Wie so oft entschieden die allerletzten Minuten einer Sonntagspartie über den Ausgang des Spieltages – aber nicht die der abschließenden Begegnung zwischen Leverkusen und Freiburg (3:1), in der sich ab der 66. Minute tortechnisch nichts mehr tat – und in der ein spätes Tor höchstens dafür gesorgt hätte, dass ein Sieger ausgetauscht worden wäre: Bei einem (durchaus möglichen 4:1) wäre Susanne Issig aus dem Geld geplumpst und dafür Hartmut Schergel in den 5er-Klub an die Tagesspitze aufgerückt (der FC-Sympathisant wurde stattdessen mit dem nächsten Kölner Auswärtssieg entschädigt).

Entscheidender war aber das, was zwei Stunden vorher in Stuttgart geschehen war. Dort hatte es bis zur 77. ganz vorzüglich für Matthias Pesch und Thomas Hummel ausgesehen. Die beiden waren die einzigen aus der Spitzengruppe, die ein Remis gegen Dortmund erwarteten, womit sie vor dem letzten Match mit je 8 Punkten relativ deutlich vorne gelegen hätten. Dann erzielte Kuzmanovic das 2:1 und brachte Carl Dietmar allein in Führung. In der 84. Minute steckte der BVB-Punk Großkreutz den Ball geschickt in den VfB-Strafraum, und 99 von 100 Bundesliga-Profis hätten das Tor (zum 2:2) erzielt, das Matthias Pesch so richtig glücklich und quasi uneinholbar in Führung gebracht hätte. Doch an den Ball kam die Blindmorchel Nelson Valdez, der bekanntlich höchstens gegen den HSV trifft, und der schoss die Kugel genau auf die Fäuste von Jens Lehmann. Vorteil Dietmar also. Doch in der 86. Minute gaben Sahin und Schmelzer dem VfBler Marica (Elfer verschossen, Kopfball an die Latte) freies Geleit, das der Stuttgarter Chancentod dankbar annahm. Nun lag plötzlich Moritz Kielbassa ganz allein an der Spitze – aber nicht lange. Nur drei Minuten später standen alle Westfalen ein letztes Mal staunend Spalier, und Träsch nutzte die Einladung zum 4:1 – und das hatte nun wirklich niemand erwartet.

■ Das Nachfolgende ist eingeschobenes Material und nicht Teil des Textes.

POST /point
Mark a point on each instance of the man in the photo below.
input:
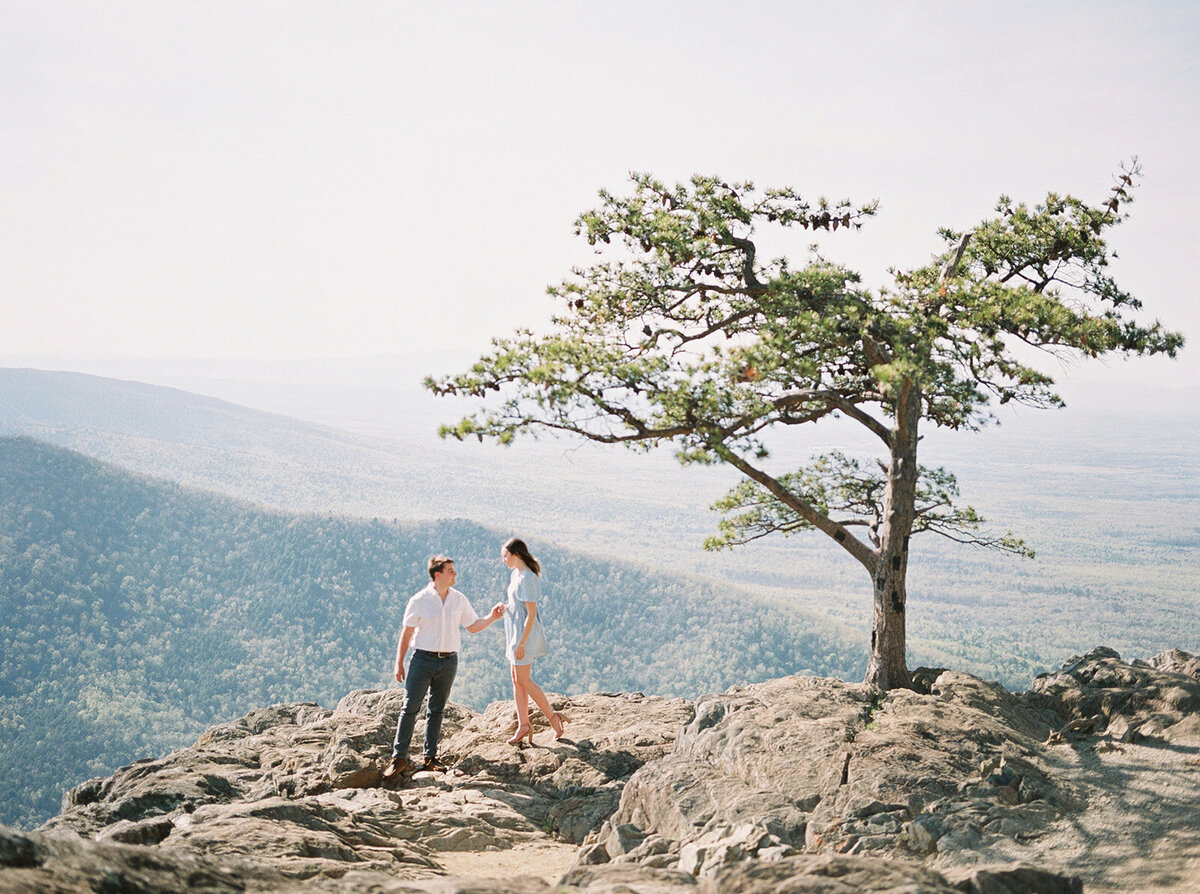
(432, 618)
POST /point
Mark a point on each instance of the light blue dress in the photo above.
(523, 587)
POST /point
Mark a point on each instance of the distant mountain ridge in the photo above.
(137, 612)
(1109, 503)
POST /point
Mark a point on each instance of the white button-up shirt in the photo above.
(438, 622)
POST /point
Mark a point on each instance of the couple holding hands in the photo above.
(432, 618)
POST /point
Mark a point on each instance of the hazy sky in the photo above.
(345, 179)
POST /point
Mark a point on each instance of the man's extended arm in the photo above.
(483, 623)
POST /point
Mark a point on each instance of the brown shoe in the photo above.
(395, 773)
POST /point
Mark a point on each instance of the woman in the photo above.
(525, 639)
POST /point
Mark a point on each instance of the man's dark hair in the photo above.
(437, 563)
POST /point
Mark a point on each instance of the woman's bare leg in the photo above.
(521, 696)
(523, 673)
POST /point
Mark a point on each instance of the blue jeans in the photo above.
(435, 676)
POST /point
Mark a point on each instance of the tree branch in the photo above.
(856, 547)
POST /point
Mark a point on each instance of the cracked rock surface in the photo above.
(797, 784)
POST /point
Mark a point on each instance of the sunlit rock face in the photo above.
(801, 783)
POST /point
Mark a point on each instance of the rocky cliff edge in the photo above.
(1087, 781)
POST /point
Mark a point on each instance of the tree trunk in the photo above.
(888, 667)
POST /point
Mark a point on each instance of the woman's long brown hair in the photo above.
(521, 551)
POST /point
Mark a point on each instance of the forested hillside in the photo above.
(136, 613)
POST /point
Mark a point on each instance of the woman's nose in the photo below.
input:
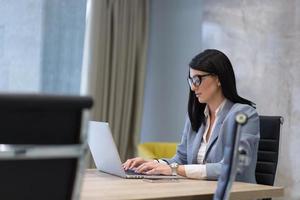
(193, 88)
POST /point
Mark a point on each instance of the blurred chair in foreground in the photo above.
(42, 146)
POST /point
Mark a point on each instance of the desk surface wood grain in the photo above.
(97, 185)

So kam es also zum Fünferpack an der Spitze:
Carl Dietmar, Susanne Issig, Günter Otten, Matthias Pesch und Moritz Kielbassa – als einziger Nicht-KStAler – erhalten jeweils € 38,-

Kielbassa (auch er ein FC-Sympathisant) wird bei der Frust-Bewältigung über das entgangene Geld vielleicht durch die Tatsache entschädigt, dass er quasi über Nacht bester SZ-Tipper geworden ist. Er profitiert dabei von Robert Rossmanns überraschend schwachem Spieltag, und da sich Peter Körte eine ungewohnte Schwäche erlaubt (nur 3 Punkte, davon zwei am Sonntag mit Leverkusen!!), ist M.K. plötzlich bis auf zwei Zähler an Platz eins dran! Überhaupt haben plötzlich wieder zwölf Tipper weniger als zehn Punkte Rückstand auf den lange Zeit so souveränen Ersten. Das verspricht ja noch eine Saison zu werden!

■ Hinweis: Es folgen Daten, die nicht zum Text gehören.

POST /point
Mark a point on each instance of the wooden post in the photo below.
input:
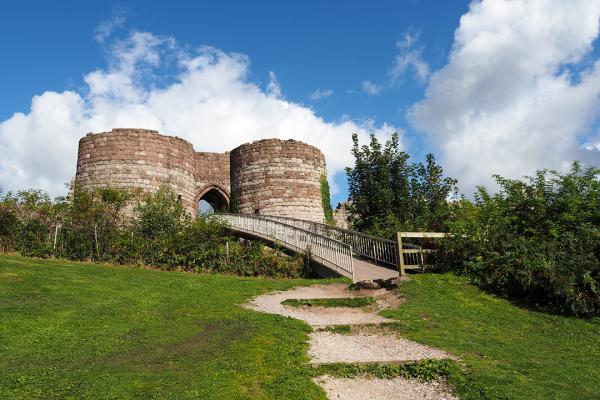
(400, 254)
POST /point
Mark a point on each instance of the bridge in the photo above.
(344, 252)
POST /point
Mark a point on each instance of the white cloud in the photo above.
(211, 103)
(408, 58)
(371, 88)
(321, 94)
(518, 92)
(107, 27)
(273, 87)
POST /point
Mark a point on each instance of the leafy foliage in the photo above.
(326, 200)
(387, 193)
(128, 227)
(536, 240)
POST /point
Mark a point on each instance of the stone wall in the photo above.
(137, 158)
(270, 176)
(145, 159)
(277, 177)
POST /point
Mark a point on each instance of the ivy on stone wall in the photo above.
(326, 200)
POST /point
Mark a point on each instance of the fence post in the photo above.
(400, 254)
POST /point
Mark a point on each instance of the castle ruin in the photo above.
(270, 176)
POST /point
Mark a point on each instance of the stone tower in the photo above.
(269, 177)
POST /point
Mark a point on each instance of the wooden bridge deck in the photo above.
(335, 255)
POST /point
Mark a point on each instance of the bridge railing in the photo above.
(374, 248)
(328, 251)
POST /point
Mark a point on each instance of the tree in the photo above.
(326, 200)
(387, 193)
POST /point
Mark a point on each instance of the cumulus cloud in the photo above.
(519, 92)
(321, 94)
(210, 102)
(409, 58)
(371, 88)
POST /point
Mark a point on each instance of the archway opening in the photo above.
(213, 200)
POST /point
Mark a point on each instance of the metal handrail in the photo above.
(328, 251)
(382, 250)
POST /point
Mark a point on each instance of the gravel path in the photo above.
(383, 389)
(317, 316)
(328, 347)
(366, 344)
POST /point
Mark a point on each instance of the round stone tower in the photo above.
(138, 158)
(277, 177)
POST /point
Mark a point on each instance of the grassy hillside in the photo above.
(84, 331)
(513, 353)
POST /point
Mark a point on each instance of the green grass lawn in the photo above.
(512, 352)
(83, 331)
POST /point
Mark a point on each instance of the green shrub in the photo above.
(537, 240)
(97, 225)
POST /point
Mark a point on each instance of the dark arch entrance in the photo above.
(212, 199)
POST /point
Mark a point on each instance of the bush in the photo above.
(537, 240)
(121, 226)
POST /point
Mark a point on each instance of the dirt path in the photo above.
(368, 345)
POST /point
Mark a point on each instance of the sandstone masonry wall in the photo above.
(145, 159)
(270, 176)
(276, 177)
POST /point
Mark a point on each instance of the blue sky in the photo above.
(488, 106)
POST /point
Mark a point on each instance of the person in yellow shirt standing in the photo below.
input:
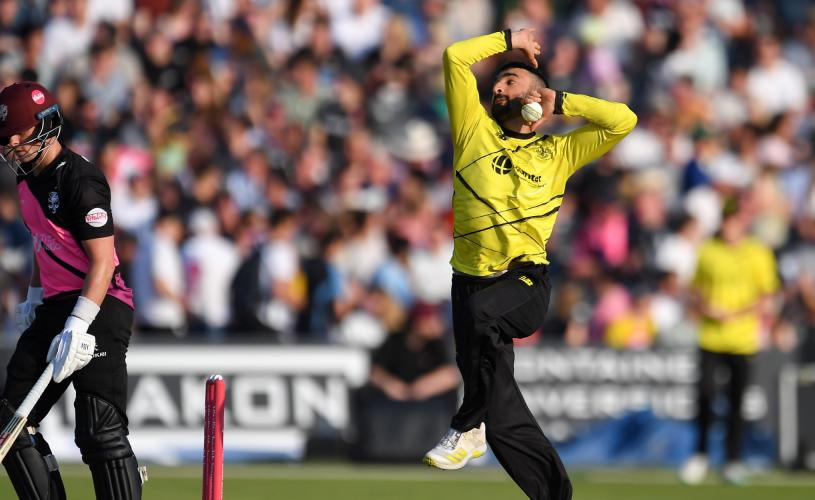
(733, 285)
(508, 186)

P.S.: Der beste Tipp des Wochenendes war gar nicht einmal der 3er von Susanne Issig (3:1 für Nürnberg in Hannover) oder Matthias Pesch (0:0 bei der frostigen Hertha): Es war das wagemutige 0:1 von Uwe Schindler bei Hamburg – Wolfsburg, das erst in der 92. Minute vom Freistoß-Kunstschützen Trochowski vernichtet wurde.